June 16, 2010
Outside the gates of Florence, there is a small Jewish cemetery – crumbled and broken gravestones can be read only by a familiar eye. In this nearly abandoned and neglected place, the walls are high and visitors few. Long ago, Jews could not be buried within the city, and this crumpled, pocketed patch of land is barnacled to the walls, by the gate, along the Arno, all tilted and disheveled yet very much alive.
I spent a week there, working with my broken cameras amidst the snakes and snapdragons.
On a June afternoon, there was but one mourner, come to visit the graves.
The Florentine sun bleaches everything to white and grey, and the stones too hot to touch.
In the grasses, green lizards gasp.
The crumpled, shattered, tombstones bearing messages in Hebrew – notes of love and life and birth and death.
In the shadows, a visitor.
Do not disturb his conversation.
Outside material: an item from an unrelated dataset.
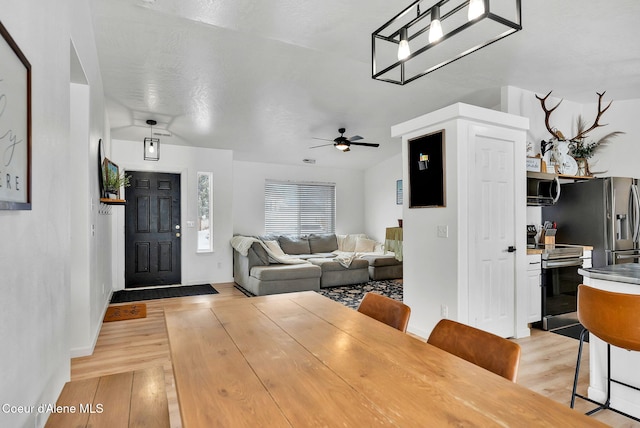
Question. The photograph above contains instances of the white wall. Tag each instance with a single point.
(197, 268)
(35, 259)
(381, 210)
(248, 194)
He is not as alone as he might seem.
With whom does he commune?
The unseen citizens of Florence, who waft amongst us with a sigh, a smile, a glance that suggests only cats and the great beyond know how silly are our sad concerns.
He visits in the afternoon, when none other comes.
The old conversations resume: politics, an uncomfortable pillow in the coffin, perhaps.
Or news of who has tempted who from beyond the Bima, and which besheret won her heart…
Results of the Monday horseraces. How the new shoes used to hurt. Which memories of the future have come true?
In the heat, the grasses snap.
The mourner dusts the seed pods off the marble, and the lichens scramble to avoid the sun.
What ancient romance does he now regard? With what beloved does he commune? Whose body buried in the tomb softened by his fur?
Reborn, does he keep his vow to watch a crypt?
It is June in the Old Jewish Cemetery in Florence, and the mourner is here.
A tail embraces a stone. A claw caresses marble with a scratch – a catty epitaph.
Whiskers twitch with the vanished passing of a white lace skirt.